One-year results from a phase I clinical trial (NCT03282760) demonstrated the feasibility, safety, and tolerability of intracerebroventricular (ICV) human neural stem/progenitor cell (hNSC) transplantation in patients with secondary progressive multiple sclerosis (SPMS). Results were published in a recent issue of Cell Stem Cell.

The open-label, first-in-human, dose-escalation trial was conducted at 3 sites in Italy and Switzerland and included 15 participants with SPMS (mean time from diagnosis to secondary progression was 10 years) aged 39 to 57 years, with an Expanded Disability Status Scale (EDSS) score of 7 to 8, and an absence of therapeutic alternatives as judged by a treating neurologist. Treatment was initiated after a 3 month period in which clinical and radiologic baseline features were established for each participant. Participants were randomly enrolled into 1 of 4 treatment dosage cohorts according to a standard dose-escalation method that followed a modified Fibonacci sequence (100%, 60%, and 50% dose increments) and received a single ICV injection of the hNSC 03/14b line (5, 10, 16, or 24 x 10⁶ cells) delivered via a catheter. Ventricular cannulation was performed using the Stealth Station AxiEM Electromagnetic Tracking System (Medtronic Navigation, Louisville, CO).
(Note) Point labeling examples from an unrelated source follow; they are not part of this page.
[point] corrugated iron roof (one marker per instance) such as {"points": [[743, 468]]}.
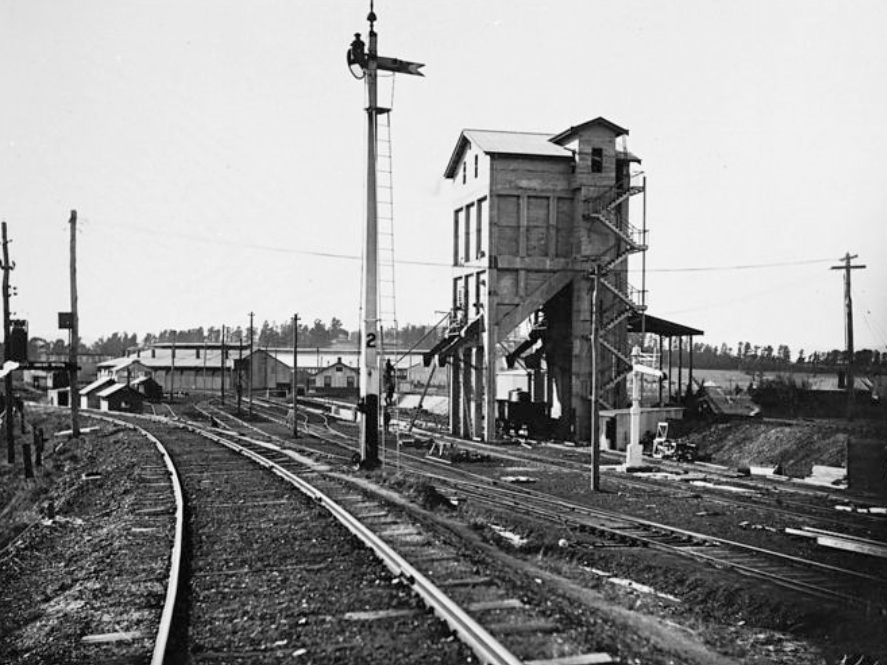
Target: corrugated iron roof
{"points": [[533, 144], [110, 390], [567, 135], [98, 383]]}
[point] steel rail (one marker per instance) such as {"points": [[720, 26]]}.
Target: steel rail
{"points": [[165, 626], [483, 481], [520, 497], [652, 542], [487, 648]]}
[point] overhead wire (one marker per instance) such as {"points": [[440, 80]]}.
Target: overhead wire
{"points": [[415, 262]]}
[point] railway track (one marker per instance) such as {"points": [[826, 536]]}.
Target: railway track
{"points": [[813, 578], [246, 554]]}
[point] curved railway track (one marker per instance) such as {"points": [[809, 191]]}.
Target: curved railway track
{"points": [[820, 580], [241, 528]]}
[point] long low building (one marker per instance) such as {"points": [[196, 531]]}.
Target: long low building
{"points": [[198, 367]]}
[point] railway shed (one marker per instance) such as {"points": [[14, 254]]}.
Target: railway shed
{"points": [[89, 395], [121, 397]]}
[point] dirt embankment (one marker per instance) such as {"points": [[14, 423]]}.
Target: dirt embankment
{"points": [[795, 447]]}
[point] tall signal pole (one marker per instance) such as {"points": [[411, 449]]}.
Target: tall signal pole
{"points": [[848, 327], [7, 380], [370, 62]]}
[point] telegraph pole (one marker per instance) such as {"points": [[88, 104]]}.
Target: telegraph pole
{"points": [[370, 62], [848, 327], [223, 365], [239, 387], [75, 334], [251, 358], [295, 376], [7, 380]]}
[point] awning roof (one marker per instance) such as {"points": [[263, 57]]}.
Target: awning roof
{"points": [[657, 326]]}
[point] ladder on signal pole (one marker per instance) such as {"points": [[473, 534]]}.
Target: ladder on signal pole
{"points": [[387, 286]]}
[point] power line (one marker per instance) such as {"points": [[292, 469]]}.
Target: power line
{"points": [[432, 264]]}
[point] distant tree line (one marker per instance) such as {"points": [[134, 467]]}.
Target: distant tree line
{"points": [[765, 358], [266, 334], [744, 356]]}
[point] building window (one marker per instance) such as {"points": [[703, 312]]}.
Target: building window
{"points": [[467, 238], [597, 160], [457, 245], [479, 225]]}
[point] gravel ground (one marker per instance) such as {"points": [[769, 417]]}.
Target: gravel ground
{"points": [[88, 583]]}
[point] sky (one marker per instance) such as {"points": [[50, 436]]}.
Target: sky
{"points": [[214, 151]]}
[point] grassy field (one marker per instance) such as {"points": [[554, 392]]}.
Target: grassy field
{"points": [[729, 378]]}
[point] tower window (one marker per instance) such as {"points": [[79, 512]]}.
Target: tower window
{"points": [[597, 160]]}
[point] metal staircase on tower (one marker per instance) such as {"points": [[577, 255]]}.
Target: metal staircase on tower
{"points": [[387, 311], [605, 209]]}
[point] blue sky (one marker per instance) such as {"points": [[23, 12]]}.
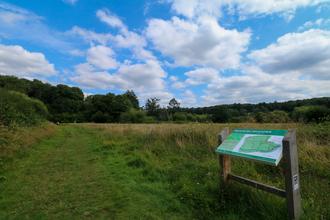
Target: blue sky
{"points": [[202, 53]]}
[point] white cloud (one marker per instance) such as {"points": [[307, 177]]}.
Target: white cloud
{"points": [[77, 53], [72, 2], [111, 20], [196, 77], [319, 9], [144, 77], [100, 56], [174, 78], [306, 54], [14, 60], [18, 23], [189, 44], [318, 22], [11, 18], [214, 8], [139, 77], [127, 39], [257, 86], [87, 94], [189, 98]]}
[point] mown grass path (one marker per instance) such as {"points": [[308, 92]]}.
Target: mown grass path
{"points": [[63, 179]]}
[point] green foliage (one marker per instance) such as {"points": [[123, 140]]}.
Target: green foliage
{"points": [[99, 117], [120, 104], [152, 107], [133, 98], [18, 108], [132, 116], [191, 117], [310, 113], [173, 106], [221, 114], [316, 113], [178, 116]]}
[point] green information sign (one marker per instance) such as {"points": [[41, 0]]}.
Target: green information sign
{"points": [[264, 146]]}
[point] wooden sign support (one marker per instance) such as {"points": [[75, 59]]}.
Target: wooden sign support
{"points": [[291, 170]]}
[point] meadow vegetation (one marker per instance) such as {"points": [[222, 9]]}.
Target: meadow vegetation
{"points": [[158, 171]]}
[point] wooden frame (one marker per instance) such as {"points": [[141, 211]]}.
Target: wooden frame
{"points": [[291, 170]]}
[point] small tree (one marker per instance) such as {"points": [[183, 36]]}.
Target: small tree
{"points": [[173, 106], [221, 114], [152, 107]]}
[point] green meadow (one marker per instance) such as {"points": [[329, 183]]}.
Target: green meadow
{"points": [[154, 171]]}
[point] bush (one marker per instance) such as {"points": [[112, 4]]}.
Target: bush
{"points": [[132, 116], [99, 117], [278, 116], [316, 113], [310, 113], [178, 116], [191, 117], [149, 120], [16, 107]]}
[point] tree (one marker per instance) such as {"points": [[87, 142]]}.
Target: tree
{"points": [[134, 100], [152, 107], [221, 114], [173, 106]]}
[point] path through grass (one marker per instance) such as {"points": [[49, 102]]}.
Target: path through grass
{"points": [[92, 171], [64, 179]]}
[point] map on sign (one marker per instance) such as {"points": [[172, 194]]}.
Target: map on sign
{"points": [[263, 146]]}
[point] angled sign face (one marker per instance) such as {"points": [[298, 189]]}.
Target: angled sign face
{"points": [[264, 146]]}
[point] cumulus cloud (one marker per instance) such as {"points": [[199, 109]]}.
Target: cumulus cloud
{"points": [[77, 53], [174, 78], [196, 8], [126, 39], [257, 86], [318, 22], [100, 56], [72, 2], [189, 98], [306, 54], [196, 77], [142, 77], [206, 43], [14, 60], [18, 23]]}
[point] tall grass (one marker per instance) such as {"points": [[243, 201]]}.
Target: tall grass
{"points": [[16, 142], [182, 159]]}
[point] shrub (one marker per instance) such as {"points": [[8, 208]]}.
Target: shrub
{"points": [[16, 107], [178, 116], [132, 116], [310, 113], [191, 117], [99, 117], [316, 113]]}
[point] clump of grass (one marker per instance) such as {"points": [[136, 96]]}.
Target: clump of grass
{"points": [[16, 142], [182, 158]]}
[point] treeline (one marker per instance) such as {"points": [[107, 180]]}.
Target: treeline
{"points": [[67, 104]]}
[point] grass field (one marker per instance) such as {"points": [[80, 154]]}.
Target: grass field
{"points": [[160, 171]]}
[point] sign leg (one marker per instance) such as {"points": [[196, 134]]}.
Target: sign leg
{"points": [[224, 161], [291, 169]]}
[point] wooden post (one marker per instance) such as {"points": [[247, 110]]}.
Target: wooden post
{"points": [[291, 169], [225, 167]]}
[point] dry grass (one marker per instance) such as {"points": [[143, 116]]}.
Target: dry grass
{"points": [[23, 137], [307, 143]]}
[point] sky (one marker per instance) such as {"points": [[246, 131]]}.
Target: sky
{"points": [[201, 53]]}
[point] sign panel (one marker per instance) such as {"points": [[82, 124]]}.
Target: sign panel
{"points": [[263, 146]]}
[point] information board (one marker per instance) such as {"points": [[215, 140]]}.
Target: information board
{"points": [[264, 146]]}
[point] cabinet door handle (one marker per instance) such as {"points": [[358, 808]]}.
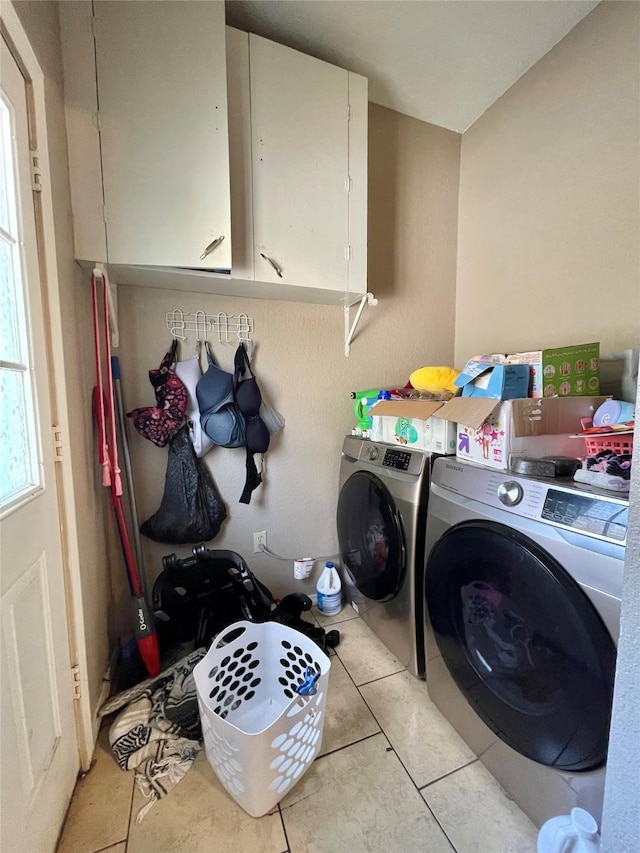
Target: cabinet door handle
{"points": [[211, 247], [273, 264]]}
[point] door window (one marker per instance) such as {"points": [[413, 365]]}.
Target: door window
{"points": [[19, 460], [523, 643], [370, 537]]}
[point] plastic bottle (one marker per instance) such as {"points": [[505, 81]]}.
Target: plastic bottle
{"points": [[329, 590], [364, 401], [574, 833]]}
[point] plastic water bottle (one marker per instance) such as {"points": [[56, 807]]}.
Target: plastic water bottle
{"points": [[329, 590], [576, 832]]}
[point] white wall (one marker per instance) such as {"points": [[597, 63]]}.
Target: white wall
{"points": [[300, 361], [621, 817], [548, 250]]}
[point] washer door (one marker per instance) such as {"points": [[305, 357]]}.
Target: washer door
{"points": [[523, 643], [371, 538]]}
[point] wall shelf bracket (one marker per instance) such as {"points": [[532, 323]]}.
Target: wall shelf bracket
{"points": [[349, 327]]}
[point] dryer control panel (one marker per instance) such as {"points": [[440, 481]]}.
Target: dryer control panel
{"points": [[586, 513]]}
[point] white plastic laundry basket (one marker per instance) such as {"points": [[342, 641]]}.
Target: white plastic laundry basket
{"points": [[260, 735]]}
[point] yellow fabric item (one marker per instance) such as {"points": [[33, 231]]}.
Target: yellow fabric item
{"points": [[434, 379]]}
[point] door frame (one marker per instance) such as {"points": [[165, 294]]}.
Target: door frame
{"points": [[16, 38]]}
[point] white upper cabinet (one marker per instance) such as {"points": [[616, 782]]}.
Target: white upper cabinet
{"points": [[306, 137], [162, 97], [206, 159]]}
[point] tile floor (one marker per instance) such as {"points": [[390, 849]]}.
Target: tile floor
{"points": [[392, 775]]}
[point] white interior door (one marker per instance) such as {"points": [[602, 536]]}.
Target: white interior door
{"points": [[38, 737]]}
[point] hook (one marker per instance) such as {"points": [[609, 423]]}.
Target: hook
{"points": [[244, 328], [176, 324], [202, 326], [222, 325]]}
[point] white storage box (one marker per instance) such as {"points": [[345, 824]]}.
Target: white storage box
{"points": [[260, 735], [409, 423]]}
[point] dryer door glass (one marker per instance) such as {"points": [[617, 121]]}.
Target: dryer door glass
{"points": [[370, 538], [523, 643]]}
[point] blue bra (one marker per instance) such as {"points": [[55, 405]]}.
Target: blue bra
{"points": [[219, 416]]}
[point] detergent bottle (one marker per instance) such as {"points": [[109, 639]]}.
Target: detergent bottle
{"points": [[574, 833], [329, 590], [363, 401]]}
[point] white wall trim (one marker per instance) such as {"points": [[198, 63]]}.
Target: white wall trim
{"points": [[26, 58]]}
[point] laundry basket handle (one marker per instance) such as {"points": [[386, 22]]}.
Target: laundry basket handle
{"points": [[232, 632]]}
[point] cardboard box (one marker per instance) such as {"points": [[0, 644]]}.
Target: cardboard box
{"points": [[493, 433], [494, 381], [565, 372], [410, 423]]}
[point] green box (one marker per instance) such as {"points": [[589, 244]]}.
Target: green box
{"points": [[563, 372]]}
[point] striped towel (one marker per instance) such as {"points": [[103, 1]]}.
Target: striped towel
{"points": [[158, 733]]}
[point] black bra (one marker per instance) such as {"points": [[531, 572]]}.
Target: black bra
{"points": [[248, 400]]}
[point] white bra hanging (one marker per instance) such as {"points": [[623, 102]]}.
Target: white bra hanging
{"points": [[189, 372]]}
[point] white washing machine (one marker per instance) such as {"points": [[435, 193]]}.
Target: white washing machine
{"points": [[381, 519], [523, 583]]}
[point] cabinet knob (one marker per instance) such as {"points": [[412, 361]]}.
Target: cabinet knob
{"points": [[213, 245], [273, 264]]}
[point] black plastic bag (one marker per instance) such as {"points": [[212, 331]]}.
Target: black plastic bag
{"points": [[191, 509]]}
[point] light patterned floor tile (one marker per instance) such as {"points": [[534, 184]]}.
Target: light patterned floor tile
{"points": [[347, 717], [360, 799], [99, 813], [477, 815], [425, 742], [345, 614], [198, 816], [364, 656]]}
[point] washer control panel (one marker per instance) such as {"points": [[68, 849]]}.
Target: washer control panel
{"points": [[564, 505], [398, 459]]}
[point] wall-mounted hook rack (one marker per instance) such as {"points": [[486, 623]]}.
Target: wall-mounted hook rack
{"points": [[221, 326]]}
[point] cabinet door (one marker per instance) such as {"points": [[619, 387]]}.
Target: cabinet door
{"points": [[163, 116], [300, 155]]}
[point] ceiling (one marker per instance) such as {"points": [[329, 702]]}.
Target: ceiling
{"points": [[442, 61]]}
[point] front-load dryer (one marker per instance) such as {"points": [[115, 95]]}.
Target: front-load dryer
{"points": [[523, 584], [381, 519]]}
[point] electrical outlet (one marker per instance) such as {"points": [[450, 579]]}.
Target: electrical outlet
{"points": [[259, 538]]}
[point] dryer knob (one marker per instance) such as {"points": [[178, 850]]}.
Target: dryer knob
{"points": [[510, 493]]}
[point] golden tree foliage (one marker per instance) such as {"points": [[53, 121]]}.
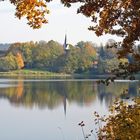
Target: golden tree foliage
{"points": [[20, 61], [34, 10], [123, 123]]}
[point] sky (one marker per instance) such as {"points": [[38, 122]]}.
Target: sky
{"points": [[61, 20]]}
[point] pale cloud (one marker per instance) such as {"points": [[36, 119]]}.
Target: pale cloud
{"points": [[61, 20]]}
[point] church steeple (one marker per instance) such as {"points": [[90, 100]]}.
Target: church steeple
{"points": [[65, 45]]}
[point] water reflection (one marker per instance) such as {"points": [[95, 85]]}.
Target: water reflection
{"points": [[52, 94]]}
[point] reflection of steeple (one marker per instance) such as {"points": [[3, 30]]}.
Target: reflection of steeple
{"points": [[65, 104]]}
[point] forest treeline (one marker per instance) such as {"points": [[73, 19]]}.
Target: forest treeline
{"points": [[84, 57]]}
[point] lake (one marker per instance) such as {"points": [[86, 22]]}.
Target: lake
{"points": [[50, 109]]}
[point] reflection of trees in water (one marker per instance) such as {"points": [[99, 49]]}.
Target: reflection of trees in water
{"points": [[52, 94], [108, 93], [49, 94]]}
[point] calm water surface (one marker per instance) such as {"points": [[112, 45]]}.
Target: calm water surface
{"points": [[42, 109]]}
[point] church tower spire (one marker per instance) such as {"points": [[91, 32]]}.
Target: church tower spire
{"points": [[65, 45]]}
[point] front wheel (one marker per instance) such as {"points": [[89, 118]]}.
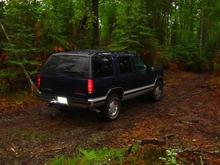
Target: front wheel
{"points": [[157, 93], [112, 107]]}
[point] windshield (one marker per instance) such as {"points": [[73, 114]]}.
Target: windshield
{"points": [[78, 66]]}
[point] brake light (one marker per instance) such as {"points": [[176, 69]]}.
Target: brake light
{"points": [[90, 86], [38, 81]]}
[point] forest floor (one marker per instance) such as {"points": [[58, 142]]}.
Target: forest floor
{"points": [[188, 118]]}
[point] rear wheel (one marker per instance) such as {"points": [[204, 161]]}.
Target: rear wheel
{"points": [[112, 107], [157, 93]]}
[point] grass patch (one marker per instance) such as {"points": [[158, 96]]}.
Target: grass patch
{"points": [[107, 156], [93, 157]]}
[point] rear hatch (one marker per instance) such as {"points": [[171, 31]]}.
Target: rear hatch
{"points": [[65, 75]]}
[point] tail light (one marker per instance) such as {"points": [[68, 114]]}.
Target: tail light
{"points": [[38, 80], [90, 86]]}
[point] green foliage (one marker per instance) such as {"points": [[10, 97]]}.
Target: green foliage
{"points": [[187, 54], [101, 156], [170, 158], [132, 31]]}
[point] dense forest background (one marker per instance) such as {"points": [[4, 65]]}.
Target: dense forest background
{"points": [[164, 32]]}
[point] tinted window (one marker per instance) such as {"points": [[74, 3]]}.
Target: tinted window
{"points": [[78, 66], [124, 64], [102, 66], [139, 64]]}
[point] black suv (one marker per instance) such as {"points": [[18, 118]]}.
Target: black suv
{"points": [[97, 80]]}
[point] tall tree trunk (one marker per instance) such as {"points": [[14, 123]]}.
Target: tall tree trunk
{"points": [[201, 38], [95, 10]]}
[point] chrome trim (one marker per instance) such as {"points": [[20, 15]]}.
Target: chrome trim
{"points": [[138, 89], [139, 93], [97, 99]]}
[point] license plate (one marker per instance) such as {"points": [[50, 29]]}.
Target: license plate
{"points": [[62, 100]]}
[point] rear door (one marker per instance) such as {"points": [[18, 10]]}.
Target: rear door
{"points": [[103, 74], [66, 75], [144, 76], [126, 74]]}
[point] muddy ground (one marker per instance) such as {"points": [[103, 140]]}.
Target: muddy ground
{"points": [[189, 115]]}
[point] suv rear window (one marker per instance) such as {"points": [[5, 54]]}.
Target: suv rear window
{"points": [[78, 66], [102, 66]]}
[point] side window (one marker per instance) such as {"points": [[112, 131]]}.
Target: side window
{"points": [[102, 66], [139, 64], [125, 64]]}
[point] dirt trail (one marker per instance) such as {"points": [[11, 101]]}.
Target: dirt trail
{"points": [[190, 112]]}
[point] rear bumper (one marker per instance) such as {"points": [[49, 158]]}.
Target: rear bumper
{"points": [[72, 101]]}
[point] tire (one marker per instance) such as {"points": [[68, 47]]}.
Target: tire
{"points": [[112, 108], [157, 93]]}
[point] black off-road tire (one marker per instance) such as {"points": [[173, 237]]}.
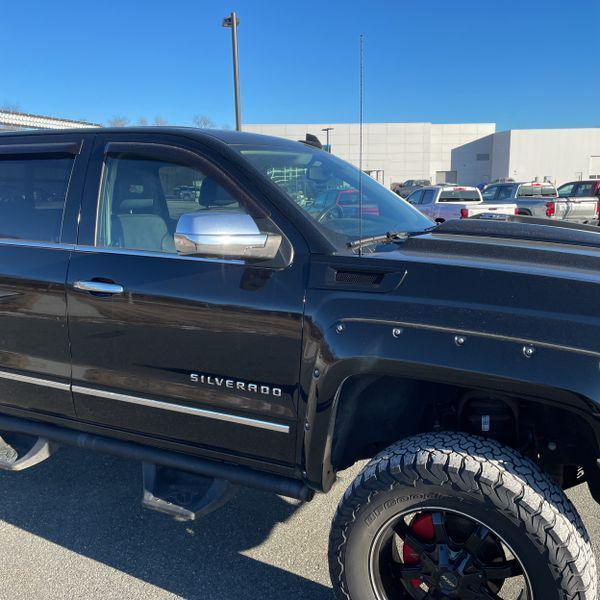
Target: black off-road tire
{"points": [[491, 483]]}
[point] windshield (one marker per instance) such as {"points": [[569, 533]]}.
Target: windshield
{"points": [[457, 195], [326, 189]]}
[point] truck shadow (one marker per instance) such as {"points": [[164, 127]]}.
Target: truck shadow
{"points": [[90, 504]]}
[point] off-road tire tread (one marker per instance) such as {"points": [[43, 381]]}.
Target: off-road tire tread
{"points": [[507, 481]]}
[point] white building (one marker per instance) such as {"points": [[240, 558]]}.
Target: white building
{"points": [[392, 152], [556, 155], [15, 121]]}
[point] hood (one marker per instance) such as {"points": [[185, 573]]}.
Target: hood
{"points": [[522, 244]]}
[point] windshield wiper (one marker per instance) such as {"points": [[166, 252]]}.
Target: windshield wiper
{"points": [[386, 238]]}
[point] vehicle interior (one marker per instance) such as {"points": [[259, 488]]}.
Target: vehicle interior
{"points": [[142, 200]]}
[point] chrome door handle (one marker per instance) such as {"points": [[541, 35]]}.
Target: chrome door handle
{"points": [[99, 287]]}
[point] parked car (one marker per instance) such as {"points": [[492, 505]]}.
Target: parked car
{"points": [[410, 185], [443, 202], [586, 191], [542, 200], [246, 342]]}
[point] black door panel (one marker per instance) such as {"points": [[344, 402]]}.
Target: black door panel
{"points": [[33, 327], [201, 351], [41, 180]]}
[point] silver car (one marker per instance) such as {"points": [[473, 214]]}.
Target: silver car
{"points": [[542, 200], [444, 202]]}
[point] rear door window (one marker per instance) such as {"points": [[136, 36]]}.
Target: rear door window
{"points": [[536, 190], [428, 197], [415, 197], [566, 190], [141, 200], [459, 196], [505, 193], [33, 190], [584, 189], [489, 194]]}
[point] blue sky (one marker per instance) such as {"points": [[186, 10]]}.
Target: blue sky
{"points": [[527, 63]]}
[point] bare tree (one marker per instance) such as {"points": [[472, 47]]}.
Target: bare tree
{"points": [[118, 122], [203, 122]]}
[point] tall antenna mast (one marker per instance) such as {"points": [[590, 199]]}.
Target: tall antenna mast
{"points": [[360, 142]]}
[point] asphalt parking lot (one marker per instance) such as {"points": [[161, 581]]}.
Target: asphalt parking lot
{"points": [[74, 528]]}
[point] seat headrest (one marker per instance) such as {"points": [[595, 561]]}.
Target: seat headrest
{"points": [[213, 194]]}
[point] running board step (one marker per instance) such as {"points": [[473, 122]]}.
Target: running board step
{"points": [[10, 459], [185, 496]]}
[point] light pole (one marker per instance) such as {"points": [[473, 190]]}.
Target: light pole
{"points": [[327, 130], [232, 21]]}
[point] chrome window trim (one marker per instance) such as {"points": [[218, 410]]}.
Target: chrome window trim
{"points": [[180, 408], [35, 381], [34, 244], [104, 250]]}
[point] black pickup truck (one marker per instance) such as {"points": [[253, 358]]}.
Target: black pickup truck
{"points": [[288, 316]]}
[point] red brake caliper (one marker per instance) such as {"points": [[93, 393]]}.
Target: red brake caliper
{"points": [[421, 527]]}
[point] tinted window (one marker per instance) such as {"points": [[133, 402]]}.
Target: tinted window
{"points": [[415, 197], [326, 189], [566, 190], [459, 196], [32, 197], [489, 193], [584, 189], [505, 192], [428, 196], [141, 200], [536, 190]]}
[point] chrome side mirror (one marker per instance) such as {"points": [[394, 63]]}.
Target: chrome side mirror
{"points": [[224, 233]]}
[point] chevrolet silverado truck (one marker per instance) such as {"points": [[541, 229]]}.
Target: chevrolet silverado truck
{"points": [[541, 200], [443, 202], [232, 337]]}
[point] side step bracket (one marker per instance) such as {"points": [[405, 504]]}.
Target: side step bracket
{"points": [[10, 460], [185, 496]]}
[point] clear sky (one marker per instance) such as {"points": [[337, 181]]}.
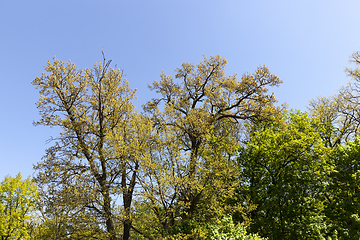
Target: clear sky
{"points": [[306, 43]]}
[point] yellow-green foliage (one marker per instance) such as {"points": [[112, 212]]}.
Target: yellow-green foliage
{"points": [[17, 200]]}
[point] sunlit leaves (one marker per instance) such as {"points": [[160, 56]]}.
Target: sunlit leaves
{"points": [[17, 201]]}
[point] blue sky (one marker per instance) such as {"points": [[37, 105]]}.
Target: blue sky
{"points": [[306, 43]]}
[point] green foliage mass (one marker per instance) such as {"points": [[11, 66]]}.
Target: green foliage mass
{"points": [[17, 201], [283, 168]]}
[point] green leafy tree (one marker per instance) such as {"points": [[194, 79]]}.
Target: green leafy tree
{"points": [[343, 205], [17, 201], [197, 119], [284, 170], [97, 155]]}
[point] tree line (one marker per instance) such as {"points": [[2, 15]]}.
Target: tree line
{"points": [[213, 157]]}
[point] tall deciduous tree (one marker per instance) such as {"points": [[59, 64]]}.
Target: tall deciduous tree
{"points": [[93, 108], [197, 118], [17, 200]]}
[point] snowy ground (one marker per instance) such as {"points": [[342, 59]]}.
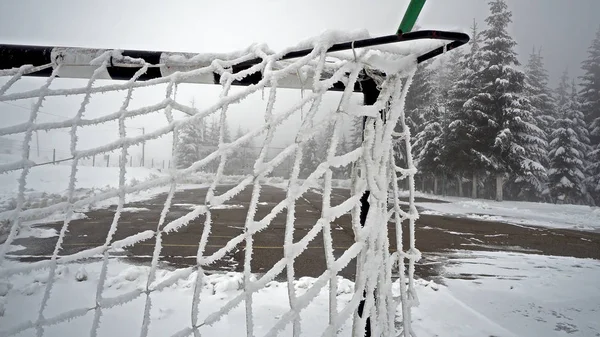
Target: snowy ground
{"points": [[479, 294], [516, 212], [485, 294]]}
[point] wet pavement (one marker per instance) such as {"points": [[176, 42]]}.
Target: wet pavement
{"points": [[435, 234]]}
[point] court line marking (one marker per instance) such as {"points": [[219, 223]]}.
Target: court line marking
{"points": [[190, 245]]}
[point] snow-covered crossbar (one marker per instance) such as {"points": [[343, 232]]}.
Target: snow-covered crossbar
{"points": [[374, 170]]}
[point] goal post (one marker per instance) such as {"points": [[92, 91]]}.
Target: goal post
{"points": [[343, 63], [123, 64]]}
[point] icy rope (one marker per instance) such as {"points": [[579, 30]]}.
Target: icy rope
{"points": [[373, 170]]}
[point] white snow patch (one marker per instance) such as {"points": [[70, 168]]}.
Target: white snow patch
{"points": [[495, 294], [134, 209], [516, 212]]}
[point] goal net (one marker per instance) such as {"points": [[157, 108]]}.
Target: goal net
{"points": [[382, 292]]}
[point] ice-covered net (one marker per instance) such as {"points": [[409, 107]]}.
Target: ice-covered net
{"points": [[373, 170]]}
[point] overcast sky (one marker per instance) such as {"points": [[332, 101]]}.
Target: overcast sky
{"points": [[562, 28]]}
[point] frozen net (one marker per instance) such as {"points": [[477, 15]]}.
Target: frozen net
{"points": [[373, 170]]}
Researchers categorized new-onset parenchymal brain volume changes (PBVC), and Spearman’s analysis demonstrated an inverse correlation between the dose of injected hNSCs and PBVC (Spearman’s Rho = 0.7, P=.0205). At 24 hours post-surgery, participants underwent a CT scan for assessment of any surgery-related complications. The health status and disease progression of each participant were monitored with monthly visits for a total of 12 months and indicated the following:

• No deaths or serious adverse events
• No changes in functional disability and clinical progression of the disease
• No influence of treatment on MRI inflammatory activity (annualized rate of new or enlarging T2-visible lesions and lesions with contrast enhancement)

This is the first and largest clinical trial to use hNSCs in people with SPMS. Key limitations to this study include the lack of a placebo control group, the relatively short follow-up period, and the fact that the mechanism(s) of action of the hNSC 03/14b drug remains undetermined, limiting some of the conclusions regarding drug efficacy.